As I wrote earlier today, I am beginning to think that these files do not have a color space assigned until they get into my software but I do not know enough of the Nikon Scanner to be sure. If so everything is OK and PS functions perfectly.
As written above Bridge shows the scanned Tiffs to have the Nikon sRGB 126.96.36.19901 as color profile but below in Camera Data (Exif) it says "Exif color Space: Uncalibrated".
Does anybody know if these files in realty does have an embedded color Space before entering the software outside of the scanner?
I hope my English is understandable! Please forgive the 73 year old grandmother if she has got it all wrong!
One advantage of opening through ACR is that all edits and changes done in ACR are saved as metadata instructions, which means that the original file itself is never modified. You can always go back to the original state simply by resetting the file, which erases the metadata. This is known as non-destructive editing.
If you want the files to open as sRGB, set that in the ACR workflow settings. Then you will get the mismatch warning. The reason you're not getting it now is that ACR sends ProPhoto files to Photoshop.
That ACR overrides Photoshop's color management this way may seem a bit counter-intuititive. But ACR wasn't made to deal with tiffs, it was made to process raw files. But tiff and jpeg support is a nice bonus that can be very useful in some circumstances.

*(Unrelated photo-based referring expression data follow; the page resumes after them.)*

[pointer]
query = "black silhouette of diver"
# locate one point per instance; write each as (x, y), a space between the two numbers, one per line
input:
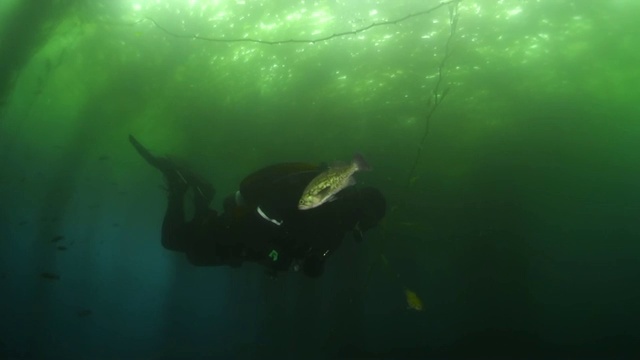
(261, 222)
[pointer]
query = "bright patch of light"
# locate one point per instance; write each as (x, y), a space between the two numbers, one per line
(514, 12)
(264, 26)
(294, 16)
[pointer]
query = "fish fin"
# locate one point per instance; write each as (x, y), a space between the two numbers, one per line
(361, 163)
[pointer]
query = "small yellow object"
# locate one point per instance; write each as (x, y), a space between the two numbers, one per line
(384, 260)
(413, 301)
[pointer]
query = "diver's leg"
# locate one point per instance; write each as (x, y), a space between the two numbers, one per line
(175, 230)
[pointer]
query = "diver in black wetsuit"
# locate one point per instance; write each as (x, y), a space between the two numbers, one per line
(261, 222)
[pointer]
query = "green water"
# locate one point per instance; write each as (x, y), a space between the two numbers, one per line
(515, 220)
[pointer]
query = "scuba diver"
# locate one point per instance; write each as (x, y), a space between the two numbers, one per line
(288, 216)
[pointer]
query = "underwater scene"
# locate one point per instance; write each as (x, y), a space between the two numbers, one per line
(370, 179)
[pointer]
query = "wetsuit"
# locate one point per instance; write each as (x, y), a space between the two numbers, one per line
(262, 223)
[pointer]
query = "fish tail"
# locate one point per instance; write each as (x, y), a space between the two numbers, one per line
(360, 163)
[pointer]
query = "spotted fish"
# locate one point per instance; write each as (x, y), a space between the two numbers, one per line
(324, 187)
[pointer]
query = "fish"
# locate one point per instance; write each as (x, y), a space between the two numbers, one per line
(413, 301)
(84, 313)
(324, 187)
(50, 276)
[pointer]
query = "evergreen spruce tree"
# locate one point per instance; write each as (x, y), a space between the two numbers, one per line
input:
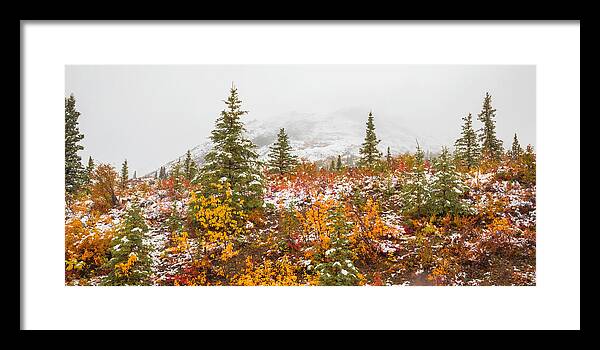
(233, 158)
(176, 174)
(528, 160)
(467, 147)
(516, 151)
(189, 167)
(89, 170)
(447, 187)
(124, 175)
(415, 191)
(491, 146)
(130, 257)
(369, 154)
(74, 172)
(281, 160)
(336, 267)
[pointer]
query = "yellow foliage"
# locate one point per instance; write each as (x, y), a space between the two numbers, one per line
(86, 247)
(279, 273)
(219, 222)
(123, 269)
(315, 221)
(369, 230)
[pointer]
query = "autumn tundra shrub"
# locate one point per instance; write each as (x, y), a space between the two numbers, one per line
(336, 266)
(104, 187)
(368, 231)
(86, 247)
(281, 272)
(130, 262)
(220, 228)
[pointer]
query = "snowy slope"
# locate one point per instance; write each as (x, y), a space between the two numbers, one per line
(321, 137)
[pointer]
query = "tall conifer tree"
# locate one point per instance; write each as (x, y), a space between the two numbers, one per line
(369, 154)
(124, 175)
(447, 187)
(74, 172)
(281, 160)
(233, 158)
(415, 191)
(339, 164)
(467, 147)
(516, 151)
(491, 146)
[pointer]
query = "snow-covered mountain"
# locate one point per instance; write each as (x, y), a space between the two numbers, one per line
(321, 137)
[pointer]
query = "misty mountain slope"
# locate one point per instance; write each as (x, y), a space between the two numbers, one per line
(321, 137)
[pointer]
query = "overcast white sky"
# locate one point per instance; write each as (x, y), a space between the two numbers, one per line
(152, 114)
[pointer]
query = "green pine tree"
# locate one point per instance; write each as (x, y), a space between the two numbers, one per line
(491, 146)
(74, 172)
(415, 190)
(130, 257)
(233, 158)
(189, 167)
(516, 151)
(528, 160)
(281, 160)
(388, 157)
(124, 175)
(89, 170)
(369, 154)
(467, 147)
(176, 174)
(447, 187)
(336, 267)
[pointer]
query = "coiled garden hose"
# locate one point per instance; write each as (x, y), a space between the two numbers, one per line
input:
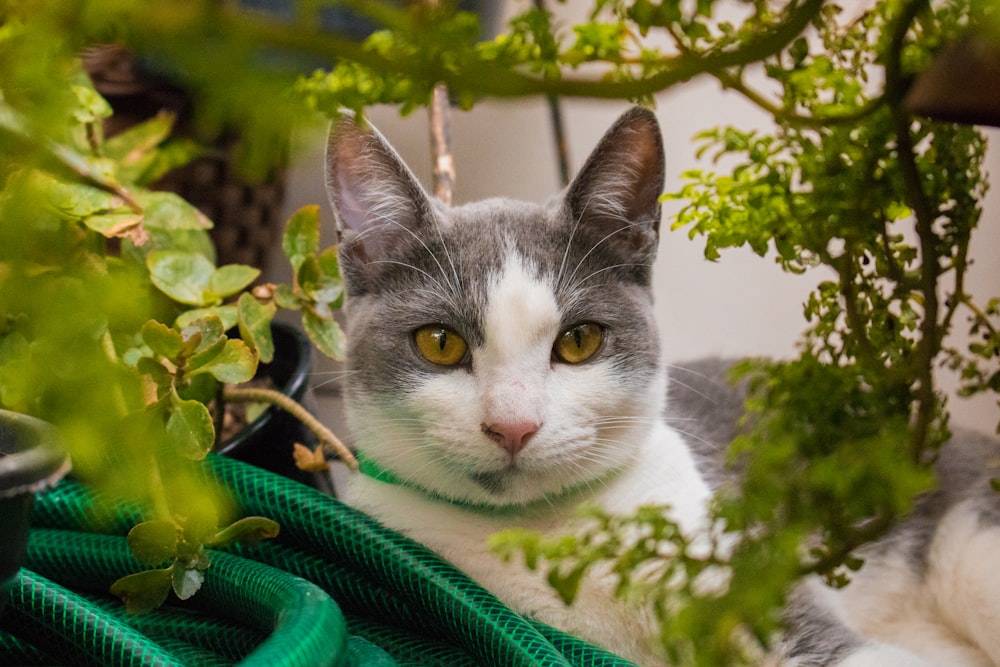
(399, 599)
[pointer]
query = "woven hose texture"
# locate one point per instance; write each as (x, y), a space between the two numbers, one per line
(303, 624)
(400, 599)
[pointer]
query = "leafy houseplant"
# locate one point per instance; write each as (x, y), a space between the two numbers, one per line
(114, 321)
(849, 180)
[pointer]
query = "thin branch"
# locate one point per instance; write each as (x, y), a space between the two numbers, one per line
(930, 269)
(443, 161)
(790, 117)
(326, 437)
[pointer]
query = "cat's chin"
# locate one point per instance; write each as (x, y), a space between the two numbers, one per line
(497, 483)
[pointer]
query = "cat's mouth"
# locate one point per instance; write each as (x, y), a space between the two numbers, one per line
(496, 482)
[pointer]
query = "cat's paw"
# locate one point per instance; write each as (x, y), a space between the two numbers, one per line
(884, 655)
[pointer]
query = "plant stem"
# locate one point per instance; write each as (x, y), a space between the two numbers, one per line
(930, 269)
(443, 162)
(327, 438)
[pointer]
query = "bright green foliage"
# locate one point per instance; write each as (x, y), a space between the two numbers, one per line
(879, 205)
(837, 442)
(318, 289)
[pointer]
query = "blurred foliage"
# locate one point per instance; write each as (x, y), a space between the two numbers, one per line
(113, 313)
(117, 346)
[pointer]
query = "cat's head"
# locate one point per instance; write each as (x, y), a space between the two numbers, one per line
(500, 352)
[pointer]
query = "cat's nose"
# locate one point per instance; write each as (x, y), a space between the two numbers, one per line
(513, 436)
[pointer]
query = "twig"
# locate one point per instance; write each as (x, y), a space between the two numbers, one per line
(925, 214)
(443, 161)
(328, 440)
(555, 118)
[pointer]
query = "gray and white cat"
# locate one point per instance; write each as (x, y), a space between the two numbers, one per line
(505, 368)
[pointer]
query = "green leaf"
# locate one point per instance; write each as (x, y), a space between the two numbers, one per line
(234, 364)
(93, 108)
(187, 581)
(248, 530)
(183, 276)
(143, 591)
(202, 334)
(77, 200)
(301, 236)
(228, 315)
(205, 356)
(286, 298)
(326, 335)
(153, 542)
(162, 340)
(329, 263)
(137, 142)
(114, 225)
(190, 427)
(166, 210)
(230, 279)
(255, 325)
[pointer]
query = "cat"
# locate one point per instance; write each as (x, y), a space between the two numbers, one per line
(506, 367)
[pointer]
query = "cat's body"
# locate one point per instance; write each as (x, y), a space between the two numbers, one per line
(507, 369)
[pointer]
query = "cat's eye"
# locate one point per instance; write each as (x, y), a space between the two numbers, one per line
(440, 345)
(578, 343)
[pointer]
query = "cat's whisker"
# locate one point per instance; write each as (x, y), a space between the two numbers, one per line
(608, 236)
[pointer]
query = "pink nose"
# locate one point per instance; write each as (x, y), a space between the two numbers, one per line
(512, 437)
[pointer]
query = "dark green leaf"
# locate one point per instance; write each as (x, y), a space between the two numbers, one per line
(143, 591)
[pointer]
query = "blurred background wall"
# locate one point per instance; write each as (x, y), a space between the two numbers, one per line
(741, 305)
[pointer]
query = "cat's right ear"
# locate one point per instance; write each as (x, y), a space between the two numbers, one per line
(374, 195)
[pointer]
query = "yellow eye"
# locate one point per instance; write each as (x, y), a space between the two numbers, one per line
(578, 343)
(440, 345)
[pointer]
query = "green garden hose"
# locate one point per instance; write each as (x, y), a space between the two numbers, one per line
(399, 599)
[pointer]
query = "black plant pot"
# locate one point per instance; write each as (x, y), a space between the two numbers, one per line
(267, 442)
(31, 459)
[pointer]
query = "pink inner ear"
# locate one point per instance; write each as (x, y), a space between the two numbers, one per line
(350, 208)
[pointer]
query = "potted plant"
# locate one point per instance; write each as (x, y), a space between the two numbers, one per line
(117, 323)
(877, 328)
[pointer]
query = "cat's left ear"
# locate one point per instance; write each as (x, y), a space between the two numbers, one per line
(621, 182)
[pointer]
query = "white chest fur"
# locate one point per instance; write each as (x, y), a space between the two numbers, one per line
(663, 474)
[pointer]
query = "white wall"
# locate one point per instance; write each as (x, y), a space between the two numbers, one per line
(741, 305)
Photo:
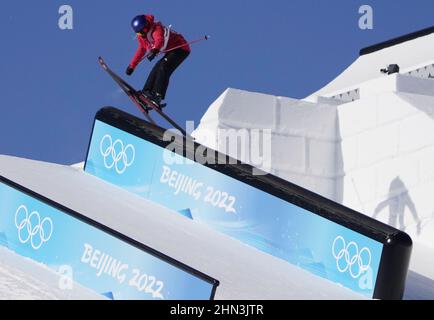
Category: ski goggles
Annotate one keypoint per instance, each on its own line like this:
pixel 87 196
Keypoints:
pixel 142 33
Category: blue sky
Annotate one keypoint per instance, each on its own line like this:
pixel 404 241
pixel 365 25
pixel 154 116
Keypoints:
pixel 51 85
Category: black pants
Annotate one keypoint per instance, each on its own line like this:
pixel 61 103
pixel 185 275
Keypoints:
pixel 158 79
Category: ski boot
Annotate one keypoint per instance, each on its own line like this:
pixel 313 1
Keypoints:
pixel 156 98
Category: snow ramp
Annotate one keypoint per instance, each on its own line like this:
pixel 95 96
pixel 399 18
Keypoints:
pixel 261 210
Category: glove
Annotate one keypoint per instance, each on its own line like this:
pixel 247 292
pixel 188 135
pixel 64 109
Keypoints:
pixel 129 71
pixel 153 54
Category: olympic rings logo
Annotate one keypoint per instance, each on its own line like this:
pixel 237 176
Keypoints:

In any case, your originals are not modified. They still have the sRGB profile embedded, and that's what they will open as if you open them directly into Photoshop.
IOW, don't worry
(edited for clarity)
Any other file with other color profiles than Prophoto RGB embedded (i.e. not the Nikon scan files) that are sent through this way will elicit a color mismatch warning - I have tried with many files to-day. I still do not think the scan files have a profile before they go from bridge to ACR to PS. Even if Bridge says they are Nikon sRGB 188.8.131.5201.
I have stopped worrying but would like to know why these Nikon Scan files behaves as they do - differing from other Tiffs and Jpegs getting the same "treatment". But thank you for spending time helping me.

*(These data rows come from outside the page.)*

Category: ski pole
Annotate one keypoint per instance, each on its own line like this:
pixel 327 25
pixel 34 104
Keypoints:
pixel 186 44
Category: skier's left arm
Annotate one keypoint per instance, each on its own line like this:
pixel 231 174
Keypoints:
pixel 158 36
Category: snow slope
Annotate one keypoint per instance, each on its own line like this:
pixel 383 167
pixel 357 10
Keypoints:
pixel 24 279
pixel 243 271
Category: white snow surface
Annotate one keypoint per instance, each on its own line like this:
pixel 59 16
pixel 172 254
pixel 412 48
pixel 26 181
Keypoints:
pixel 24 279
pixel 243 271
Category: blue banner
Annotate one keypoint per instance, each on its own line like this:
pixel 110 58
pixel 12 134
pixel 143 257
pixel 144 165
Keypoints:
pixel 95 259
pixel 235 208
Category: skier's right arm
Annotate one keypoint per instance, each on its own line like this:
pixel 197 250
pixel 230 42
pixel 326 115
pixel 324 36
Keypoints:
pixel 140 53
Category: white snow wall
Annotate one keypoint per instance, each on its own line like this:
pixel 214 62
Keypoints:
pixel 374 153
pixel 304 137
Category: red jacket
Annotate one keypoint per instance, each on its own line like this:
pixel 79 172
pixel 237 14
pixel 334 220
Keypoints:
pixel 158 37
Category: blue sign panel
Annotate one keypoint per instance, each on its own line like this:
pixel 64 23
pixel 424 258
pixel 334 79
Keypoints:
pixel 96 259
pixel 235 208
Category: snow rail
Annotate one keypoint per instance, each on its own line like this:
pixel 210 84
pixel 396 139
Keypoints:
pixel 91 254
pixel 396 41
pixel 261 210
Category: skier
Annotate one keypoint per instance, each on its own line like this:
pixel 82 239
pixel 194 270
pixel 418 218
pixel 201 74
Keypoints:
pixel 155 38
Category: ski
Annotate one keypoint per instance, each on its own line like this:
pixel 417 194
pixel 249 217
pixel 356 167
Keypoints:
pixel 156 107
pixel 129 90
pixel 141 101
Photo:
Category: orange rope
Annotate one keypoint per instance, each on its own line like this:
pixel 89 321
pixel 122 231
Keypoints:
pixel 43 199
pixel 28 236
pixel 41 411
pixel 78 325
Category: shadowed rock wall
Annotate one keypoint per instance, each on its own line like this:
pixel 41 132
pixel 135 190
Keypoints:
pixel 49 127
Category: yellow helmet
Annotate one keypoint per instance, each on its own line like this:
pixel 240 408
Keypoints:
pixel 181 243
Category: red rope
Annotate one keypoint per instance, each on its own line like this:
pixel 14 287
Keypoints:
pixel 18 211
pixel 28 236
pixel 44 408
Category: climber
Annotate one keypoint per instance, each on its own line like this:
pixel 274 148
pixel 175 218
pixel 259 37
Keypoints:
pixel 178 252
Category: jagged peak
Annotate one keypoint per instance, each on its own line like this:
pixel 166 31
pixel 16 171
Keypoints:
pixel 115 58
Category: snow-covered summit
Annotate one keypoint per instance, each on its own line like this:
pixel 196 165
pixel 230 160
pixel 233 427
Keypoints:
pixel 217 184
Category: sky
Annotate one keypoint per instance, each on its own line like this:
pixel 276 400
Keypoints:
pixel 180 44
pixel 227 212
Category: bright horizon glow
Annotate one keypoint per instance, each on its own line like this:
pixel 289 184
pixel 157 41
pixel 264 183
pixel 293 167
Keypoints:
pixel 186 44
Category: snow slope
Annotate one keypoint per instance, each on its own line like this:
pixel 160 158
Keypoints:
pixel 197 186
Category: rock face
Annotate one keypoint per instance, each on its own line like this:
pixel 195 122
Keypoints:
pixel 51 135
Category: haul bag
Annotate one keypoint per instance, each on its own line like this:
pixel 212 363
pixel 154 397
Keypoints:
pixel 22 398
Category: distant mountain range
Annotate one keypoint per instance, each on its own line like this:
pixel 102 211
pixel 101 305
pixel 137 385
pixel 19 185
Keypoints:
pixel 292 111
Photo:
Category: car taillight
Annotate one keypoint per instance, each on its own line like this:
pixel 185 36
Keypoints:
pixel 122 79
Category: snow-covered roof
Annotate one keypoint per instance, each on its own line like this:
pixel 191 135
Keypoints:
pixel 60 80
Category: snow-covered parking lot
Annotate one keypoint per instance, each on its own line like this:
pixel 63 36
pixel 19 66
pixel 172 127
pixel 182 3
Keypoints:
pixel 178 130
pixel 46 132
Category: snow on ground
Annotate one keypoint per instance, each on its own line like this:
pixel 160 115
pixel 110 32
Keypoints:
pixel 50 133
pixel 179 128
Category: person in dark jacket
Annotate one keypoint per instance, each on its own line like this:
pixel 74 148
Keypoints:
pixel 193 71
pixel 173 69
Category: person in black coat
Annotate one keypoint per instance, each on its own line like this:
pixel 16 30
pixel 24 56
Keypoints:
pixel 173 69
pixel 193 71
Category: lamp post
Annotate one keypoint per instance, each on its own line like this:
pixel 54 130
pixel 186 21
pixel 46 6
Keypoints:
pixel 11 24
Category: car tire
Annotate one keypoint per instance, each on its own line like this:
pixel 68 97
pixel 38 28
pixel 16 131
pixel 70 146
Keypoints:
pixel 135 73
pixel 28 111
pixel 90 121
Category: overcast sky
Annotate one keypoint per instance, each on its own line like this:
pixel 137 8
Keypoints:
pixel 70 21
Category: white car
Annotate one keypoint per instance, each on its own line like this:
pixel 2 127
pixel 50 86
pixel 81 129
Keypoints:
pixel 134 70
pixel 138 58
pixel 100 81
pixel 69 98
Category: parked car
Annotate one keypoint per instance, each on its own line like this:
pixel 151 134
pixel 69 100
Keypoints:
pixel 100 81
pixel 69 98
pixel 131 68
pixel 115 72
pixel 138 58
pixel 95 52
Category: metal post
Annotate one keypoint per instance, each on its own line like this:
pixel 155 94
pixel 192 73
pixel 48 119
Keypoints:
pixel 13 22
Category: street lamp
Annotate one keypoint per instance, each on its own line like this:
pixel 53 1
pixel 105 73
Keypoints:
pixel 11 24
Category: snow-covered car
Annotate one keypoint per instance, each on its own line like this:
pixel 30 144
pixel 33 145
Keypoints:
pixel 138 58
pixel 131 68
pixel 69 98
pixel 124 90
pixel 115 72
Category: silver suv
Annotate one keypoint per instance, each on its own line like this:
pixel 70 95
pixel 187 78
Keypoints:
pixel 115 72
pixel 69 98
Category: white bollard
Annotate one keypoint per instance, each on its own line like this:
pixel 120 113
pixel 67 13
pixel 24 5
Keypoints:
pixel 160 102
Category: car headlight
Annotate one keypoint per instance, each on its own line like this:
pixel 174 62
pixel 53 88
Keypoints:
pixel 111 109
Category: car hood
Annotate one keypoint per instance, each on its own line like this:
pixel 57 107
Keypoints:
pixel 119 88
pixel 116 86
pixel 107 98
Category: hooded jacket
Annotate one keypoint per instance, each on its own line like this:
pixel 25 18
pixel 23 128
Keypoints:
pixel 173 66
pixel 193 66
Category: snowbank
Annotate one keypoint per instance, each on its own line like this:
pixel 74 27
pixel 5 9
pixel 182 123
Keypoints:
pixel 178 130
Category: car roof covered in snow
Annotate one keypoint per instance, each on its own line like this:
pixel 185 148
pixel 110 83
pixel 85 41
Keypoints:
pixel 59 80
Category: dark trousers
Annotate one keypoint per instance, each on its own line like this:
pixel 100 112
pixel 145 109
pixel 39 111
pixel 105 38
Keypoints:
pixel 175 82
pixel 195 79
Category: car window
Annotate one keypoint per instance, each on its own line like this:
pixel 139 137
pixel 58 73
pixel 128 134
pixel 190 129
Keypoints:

Any file opened through ACR will open in the color space set there, regardless of the embedded profile. That's just the way ACR works.
If there is no embedded profile, ACR will assign sRGB and convert as the workflow settings dictate.
In any case, a "Nikon sRGB 4.0" profile is a non-standard profile, not available in ACR (nor anywhere else). ACR uses the standard sRGB varitey, which is called sRGB IEC61966-2.1. They're probably not very different, but all the same I'd convert the files to the standard variety.